Philosophy Club Take 2: The Invisible Matron as Spectacle

The second session of our current Philosophy Club series found us examining the Invisible Matron through the lens of looking and seeing, and from the standpoint of those doing the spectating. Whereas our first Thursday night session had brought us in quite close to the Invisible Matron, considering her from the perspective of daughters and listening out for our mother's voices, this week's session compelled us to step away from our object of study and, with scrutinizing eyes, survey midlife women from the sidelines.

We began the evening exploring the connotative and denotative meanings of words like "matron" and "spinster" and "old maid" - as attentive to the actual definitions of these words as to how they made us feel, and to the kind of visual pictures they provoked. These pictures, we observed, were quite at odds with the midlife women we actually know, not to mention with the picture of midlife womanhood painted in the articles we had read in preparation for our session. Breaking into groups, we worked Joanna Frueh's presentation of hypermuscular body-building midlife women negotiating the monster/beauty paradigm alongside Vivian Sobchack's presentation of "scary" surgical makeovers undertaken by midlife women in both cinema and real life. This exercise heightened our awareness of the many ways we can 'read' the midlife female body, but equally, of how few of those bodies are socially acceptable and how thin the line is between 'good' visibility and 'bad' visibility. As we turned to our visual case study of the evening - Susan Boyle's 2009 audition on Britain's got Talent - this latter reflection became particularly pertinent.

All of us had seen the Susan Boyle audition before. But watching it together - and armed as we were with John Berger's assertion that, as women in our society, we are the objects of a male gaze and as such, spend a good deal of our lives seeing ourselves as that gaze sees us - was an altogether different (and for some of us, quite excruciating) experience. Not so much, this, the heart-warming story of "frumpy 47-year-old spinster" making good against all odds. Rather, what our spectator selves saw was the actual framing of those 'odds' - the idea, as perpetuated by a bullying crowd and a sneering panel of judges, that a talent show is no place for a woman whose hair is graying, whose body is full, whose clothes are 'old-fashioned', whose eyebrows are bushy...In short, no place for a woman whose "odds" are that she is middle-aged with a face that is ordinary and a body that is natural and a character that is gutsy. The comments made by the judges after her "still reeling from shock"-inducing, "biggest surprise ever" singing performance only served to reinforce the societal prejudices that our society has towards a midlife woman like Susan Boyle. Grappling with a way to 'read' this spectacle for what it was - a blatant example of sexism, ageism and looks-ism all rolled into one - we explored how mediated products are encoded with certain meanings, and how it is up to us to decode them in ways that better suit us. We can, for example, read the Susan Boyle audition "against the grain" - creating, in so doing, a new oppositional spectator positioning that challenges the implied or ideal spectator positioning that the producer of the program expects us, as viewers, to have.
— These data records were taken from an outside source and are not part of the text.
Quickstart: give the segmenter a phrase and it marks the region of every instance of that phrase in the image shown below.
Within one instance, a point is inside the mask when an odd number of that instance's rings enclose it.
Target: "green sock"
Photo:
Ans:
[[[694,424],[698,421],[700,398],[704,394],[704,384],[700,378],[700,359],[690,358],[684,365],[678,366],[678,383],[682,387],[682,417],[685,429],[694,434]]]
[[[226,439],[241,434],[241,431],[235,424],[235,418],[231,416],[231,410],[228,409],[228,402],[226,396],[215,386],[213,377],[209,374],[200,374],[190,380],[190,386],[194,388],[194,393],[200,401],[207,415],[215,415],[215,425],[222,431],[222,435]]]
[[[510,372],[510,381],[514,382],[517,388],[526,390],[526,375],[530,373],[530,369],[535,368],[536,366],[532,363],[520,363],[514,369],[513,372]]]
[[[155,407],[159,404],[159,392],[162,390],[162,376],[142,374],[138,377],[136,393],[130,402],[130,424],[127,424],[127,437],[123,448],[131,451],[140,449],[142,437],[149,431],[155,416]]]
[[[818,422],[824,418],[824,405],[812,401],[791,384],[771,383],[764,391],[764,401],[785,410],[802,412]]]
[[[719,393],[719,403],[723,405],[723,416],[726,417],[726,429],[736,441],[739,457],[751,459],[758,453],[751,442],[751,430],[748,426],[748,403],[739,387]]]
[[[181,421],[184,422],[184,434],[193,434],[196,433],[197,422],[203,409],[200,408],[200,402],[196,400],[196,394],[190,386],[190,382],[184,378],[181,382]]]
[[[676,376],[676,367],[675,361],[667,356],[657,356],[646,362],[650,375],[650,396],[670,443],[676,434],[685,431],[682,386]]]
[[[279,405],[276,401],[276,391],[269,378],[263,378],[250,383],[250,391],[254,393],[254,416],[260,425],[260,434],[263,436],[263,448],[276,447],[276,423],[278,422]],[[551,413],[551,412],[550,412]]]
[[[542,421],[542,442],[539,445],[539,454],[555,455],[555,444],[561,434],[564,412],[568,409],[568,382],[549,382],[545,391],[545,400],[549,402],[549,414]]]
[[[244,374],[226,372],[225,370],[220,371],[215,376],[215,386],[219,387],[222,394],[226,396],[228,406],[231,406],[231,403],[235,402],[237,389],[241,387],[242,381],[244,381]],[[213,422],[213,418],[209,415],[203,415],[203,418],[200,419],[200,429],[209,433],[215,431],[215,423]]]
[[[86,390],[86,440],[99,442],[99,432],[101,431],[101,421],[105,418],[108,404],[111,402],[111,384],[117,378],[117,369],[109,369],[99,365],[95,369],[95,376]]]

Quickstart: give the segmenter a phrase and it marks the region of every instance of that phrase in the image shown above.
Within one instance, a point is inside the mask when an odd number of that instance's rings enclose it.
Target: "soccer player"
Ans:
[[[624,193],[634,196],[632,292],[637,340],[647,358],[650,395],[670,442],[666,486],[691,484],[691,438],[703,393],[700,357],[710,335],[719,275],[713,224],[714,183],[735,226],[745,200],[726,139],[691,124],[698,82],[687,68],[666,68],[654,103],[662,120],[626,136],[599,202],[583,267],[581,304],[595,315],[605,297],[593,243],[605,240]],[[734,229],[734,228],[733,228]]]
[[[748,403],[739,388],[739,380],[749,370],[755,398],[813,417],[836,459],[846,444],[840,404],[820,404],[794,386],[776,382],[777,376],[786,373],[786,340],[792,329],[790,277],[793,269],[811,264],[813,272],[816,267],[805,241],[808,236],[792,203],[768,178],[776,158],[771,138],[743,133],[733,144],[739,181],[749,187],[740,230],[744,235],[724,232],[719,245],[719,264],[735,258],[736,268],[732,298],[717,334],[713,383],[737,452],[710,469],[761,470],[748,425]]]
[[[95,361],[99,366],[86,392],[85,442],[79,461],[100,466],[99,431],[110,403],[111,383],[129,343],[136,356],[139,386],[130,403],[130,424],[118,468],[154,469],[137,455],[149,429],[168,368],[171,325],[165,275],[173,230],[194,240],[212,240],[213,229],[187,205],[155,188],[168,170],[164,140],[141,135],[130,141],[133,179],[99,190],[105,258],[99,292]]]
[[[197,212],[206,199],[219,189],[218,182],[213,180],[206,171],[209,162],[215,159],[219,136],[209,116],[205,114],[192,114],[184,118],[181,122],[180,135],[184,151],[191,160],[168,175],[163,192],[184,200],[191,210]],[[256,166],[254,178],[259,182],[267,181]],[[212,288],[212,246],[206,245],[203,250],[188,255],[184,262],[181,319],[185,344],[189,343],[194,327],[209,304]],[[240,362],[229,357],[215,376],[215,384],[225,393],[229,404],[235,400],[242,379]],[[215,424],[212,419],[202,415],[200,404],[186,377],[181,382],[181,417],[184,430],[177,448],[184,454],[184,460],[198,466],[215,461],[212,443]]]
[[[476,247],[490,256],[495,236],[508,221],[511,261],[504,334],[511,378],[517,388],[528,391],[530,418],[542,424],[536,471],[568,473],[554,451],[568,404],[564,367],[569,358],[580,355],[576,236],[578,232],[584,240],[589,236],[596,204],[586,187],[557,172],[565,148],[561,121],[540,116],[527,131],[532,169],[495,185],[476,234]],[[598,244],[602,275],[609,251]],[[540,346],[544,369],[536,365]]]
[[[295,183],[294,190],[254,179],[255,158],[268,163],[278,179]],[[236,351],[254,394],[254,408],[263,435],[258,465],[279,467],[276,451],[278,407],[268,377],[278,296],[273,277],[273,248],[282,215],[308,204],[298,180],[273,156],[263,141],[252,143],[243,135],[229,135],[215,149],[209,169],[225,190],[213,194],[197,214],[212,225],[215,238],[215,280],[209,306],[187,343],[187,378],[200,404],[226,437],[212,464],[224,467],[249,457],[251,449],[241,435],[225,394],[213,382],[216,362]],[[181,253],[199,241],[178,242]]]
Next Thursday we will return briefly to the male gaze - it is a difficult concept to grasp, and one that becomes clearer through examining, as we are doing on our own this week, a range of cultural products (from TV ads to Hollywood films to "high art" paintings of women) and making note of the eyes through which we gaze at them, the eyes for whom they seem to be intended, and the point of view that we find ourselves taking on as we do our looking. We will also bring to that discussion what happens to ourselves as we walk in the park, walk down a busy street, stand in a line waiting to be served in a shop, make a presentation at work. Are we fully in ourselves, looking out at the world? Or are we also watching ourselves being watched - aware of what we are looking like in the world and to that world, as compared to what we maybe should or could be looking like? And then, we'll be moving on to a more comprehensive look at the word "old" and, along with that, stepping into our roles as researchers of the Invisible Matron in "olden" times.